“The universe is made of stories, not atoms.”
“If you want to motivate people, tell stories. If you want to instruct people, tell stories. Human beings are storytelling machines. As they say in sales, facts tell, stories sell. Why did God create so many people? Because He loves stories.”
Dr. Rob Gilbert
You’d have to travel far to find a more devoted storyteller than my friend and mentor, Rob Gilbert. He regales his listeners with tales all the time on his wonderful Success Hotline (973.743.4690) and I love hearing them. They’re always punchy and inspiring.
As Rob says, “A story is something you can tell in the present about something that happened in the past that will be remembered in the future….There’s no great story without a big problem.” He recently offered tips for powering up our storytelling skills in everyday conversations, which can also apply to stories we tell on the page:
Keep it short: “It’s sort of like a punch. You want the story to be as short as possible. You don’t want extraneous words. You have to edit them. You have to practice them.”
Set it up: Most stories have two parts — narrative and dialogue. When recounting the facts of the story, keep it unemotional, as if you’re reporting the news. Save the emotion for the dialogue — that’s where you become an actor and ham it up.

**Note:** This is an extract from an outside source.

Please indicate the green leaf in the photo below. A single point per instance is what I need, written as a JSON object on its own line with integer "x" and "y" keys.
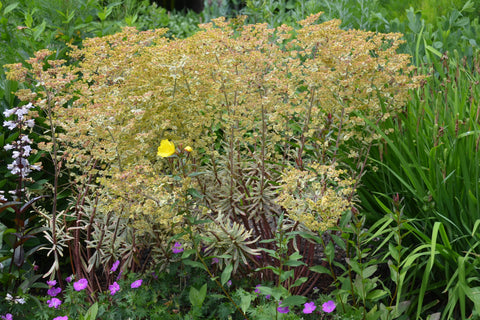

Listen and learn: Someone once asked the legendary Stephen Sondheim, “How can you be so creative?” His answer? “I listen.” Stories are all around us. The best way to become a better storyteller is to listen to other people’s stories. You’ll learn what works and what doesn’t, and if you listen enough, “you’ll develop a great storytelling accent.” There are tons of stories on the internet. If you watch them over and over, you’ll begin to see how great storytellers use pauses, inflection, and dialogue to make their stories more exciting and memorable. Go to YouTube and check out Earl Nightingale’s “Acres of Diamonds” (the long version) or Jack Canfield’s “Bobsie the Fireman” from Chicken Soup for the Soul.
Listening to well-told stories is a great way to improve our storytelling on the page; so is reading our own writing aloud. As William Zinsser said so well, “People read with their ears.” Bravo, Rob — tell on! Inspired and energized, let’s all write on!